Here’s Your Gold Star

GoldStarWhen you were in your first few years of school, did your teacher ever give you a gold star?

It might have been a little sticker on your test, paper, or drawing. Maybe it was simply a gold star, or maybe it was a sticker that said “Good Job!” or a strawberry with the words “Berry Good!” (which, if you were lucky, was a scratch-and-sniff sticker that actually smelled like a strawberry).

A “gold star” didn’t have to be a sticker, though. Perhaps your teacher wrote “Excellent Job!” or some other compliment — or simply drew a smiley face. And as you moved on to higher grades, the smiley faces and “Berry Good” stickers were probably replaced with “100%” or “A+”.

In the broader, figurative sense, gold stars didn’t always come from teachers. They might have shown up as a parent’s approving look, a compliment from a stranger, or acceptance into your peer group. As you became an adult, a gold star might have taken the form of a boss giving you a positive year-end review or a promotion, a love-interest agreeing to go on a date with you, or someone clicking the “Like” button on your Facebook page.

All of these gold stars are wonderful! They’re all ways of people saying, “I see you. I appreciate you. You did good.” And what could be better than that? After all, we all want to be seen, known, and valued for what we do and who we are. That’s a natural, healthy, and universal desire.

But here’s my theory on gold stars…

Ideally, gold stars should render themselves unnecessary. I think that their true function is to fill you with enough self-worth and self-confidence so that you no longer require external gold stars — because you’ve heard the praise enough that you internalize it, believe it, know it. You know that you’re OK — that you’re a good, valuable, worthy person — regardless of whether or not anyone gives you a pat on the back, a promotion, or a “Berry Good” sticker.

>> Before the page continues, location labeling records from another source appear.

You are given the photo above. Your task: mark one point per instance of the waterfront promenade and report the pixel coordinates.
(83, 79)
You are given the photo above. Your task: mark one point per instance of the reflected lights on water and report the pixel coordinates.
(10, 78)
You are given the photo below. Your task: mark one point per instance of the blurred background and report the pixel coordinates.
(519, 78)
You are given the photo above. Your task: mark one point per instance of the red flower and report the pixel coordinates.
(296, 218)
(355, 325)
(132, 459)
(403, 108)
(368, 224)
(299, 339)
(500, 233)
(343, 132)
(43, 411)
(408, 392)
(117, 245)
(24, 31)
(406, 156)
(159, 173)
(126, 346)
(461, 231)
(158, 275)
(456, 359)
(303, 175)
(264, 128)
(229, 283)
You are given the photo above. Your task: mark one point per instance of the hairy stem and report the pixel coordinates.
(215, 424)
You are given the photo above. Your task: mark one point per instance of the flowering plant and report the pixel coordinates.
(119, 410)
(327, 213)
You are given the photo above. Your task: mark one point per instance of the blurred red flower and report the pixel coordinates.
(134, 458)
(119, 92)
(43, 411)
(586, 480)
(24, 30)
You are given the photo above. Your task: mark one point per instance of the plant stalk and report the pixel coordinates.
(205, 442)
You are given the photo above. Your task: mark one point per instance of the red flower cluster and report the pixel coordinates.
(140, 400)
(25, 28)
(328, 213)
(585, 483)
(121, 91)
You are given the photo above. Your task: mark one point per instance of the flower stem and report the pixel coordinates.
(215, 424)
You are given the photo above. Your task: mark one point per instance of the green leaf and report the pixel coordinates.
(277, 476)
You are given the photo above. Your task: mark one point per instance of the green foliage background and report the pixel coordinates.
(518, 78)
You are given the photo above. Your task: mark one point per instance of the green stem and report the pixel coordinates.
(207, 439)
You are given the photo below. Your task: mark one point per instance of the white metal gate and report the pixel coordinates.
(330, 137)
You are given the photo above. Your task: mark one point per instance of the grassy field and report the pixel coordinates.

Because no amount of external gold stars will ever be enough to fill you.

There’s nothing wrong with wanting a gold star or being happy when you get one. But if gold stars are your primary motivation, you’ve given up your power. You’ve made other people’s approbation the source of your happiness (or, conversely, their disapproval the source of your pain). You’ve put them in the driver’s seat of your emotional life.

Carried to an extreme, the desire for gold stars can become a crippling addiction. It can be like a trained animal pressing a lever to get a food pellet. It can be emotionally infantilizing.

If you ever find yourself desperately seeking approval, ask yourself whose approval you’re really seeking. (By which I mean: Which parent’s approval are you really seeking?) Maybe it was a parent who withheld their approval — who was overly stingy with gold stars. Or maybe it was a parent who gave them so regularly that you came to rely on them to boost your self-esteem.

This craving for gold stars affects many people well into adulthood. In fact, I’ve seen many very successful grown men (middle aged and older) reduced to emotional 6-year-olds as they say things like, “I just want to make my father proud” (even when, in some cases, their father has long since passed on).

Some people might find this sweet, cute, or endearing, but I find it sad. And the coach, friend, or just compassionate-human part of me just wants to hug these people and tell them, “It’s OK. You’re OK. You don’t need to make your father proud, to impress him or get a gold star from him — or me or anyone else. You’re enough.”

This doesn’t mean that the desire for approval — especially from a parent — isn’t understandable and natural. Everyone wants to make their parents proud. But at some point, hopefully, that ceases to be your primary motivation. At some point, you give yourself a gold star and know that that’s enough — that YOU’RE enough.

So, that’s what I would love for you to do right now: Give yourself a gold star. Here it is. It’s yours for the taking. You don’t need anyone to give it to you — not me, not your teacher, not your parents. Give it to yourself, and keep it forever.

GoldStarAnd then when anyone gives you another gold star in the future, you can still enjoy it, feel good, and add it to your collection. (And say thank you.) But you won’t NEED it…because you’ve already got your own.

And no one can ever take that away from you.